Assistant Village Idiot said...

Trying again. Including the source if it still doesn't work.

Texan99 said...

I'm reading "The Horse, the Wheel, and Language," talking about this same thing, how hunter-gatherers and farmers can co-exist near each other for very long periods without adopting each other's lifestyles. The author argues that it's hard to make a transition between the hunter-gatherer core belief in immediate sharing to the farmer's core belief in denying even oneself and one's children the ability to eat the breeding stock or the feed corn, let alone sharing them with hungry neighbors. The farmers had to learn to prize a kind of deferred gratification and something like hoarding that was deeply inimical to hunter gatherers.

So, as you say, it wasn't too hard to transfer discrete things like metal tools or pottery or ornaments, but the whole cultural package didn't transfer easily except to descendants. He also argues that design fads can sweep across populations, but it's much rarer for them to take up new production technology. So a new pottery design may seize the public imagination, but they'll keep firing the pots the old way.

I guess the exception is when the old way leads to starvation or loss in war.

Sam L. said...

Soooooooooooooo, we're ALL mongrels, and we enclose multitudes.

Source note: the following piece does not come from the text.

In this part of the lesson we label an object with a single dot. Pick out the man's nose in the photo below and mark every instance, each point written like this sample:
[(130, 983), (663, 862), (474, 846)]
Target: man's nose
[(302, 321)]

Works for me. I'm cool with that. I got no horse, high, low, or in-between, to ride. Well, I used to have a motorcycle.

james said...

The farmer and the cowboy should be friends

Assistant Village Idiot said...

@ Texan99 - loved that book. I discussed it almost two years ago.

Just so you know, the podcasts I listen to, which interview top-flight experts in the field, mention this book fairly often. It's highly respected since it came out.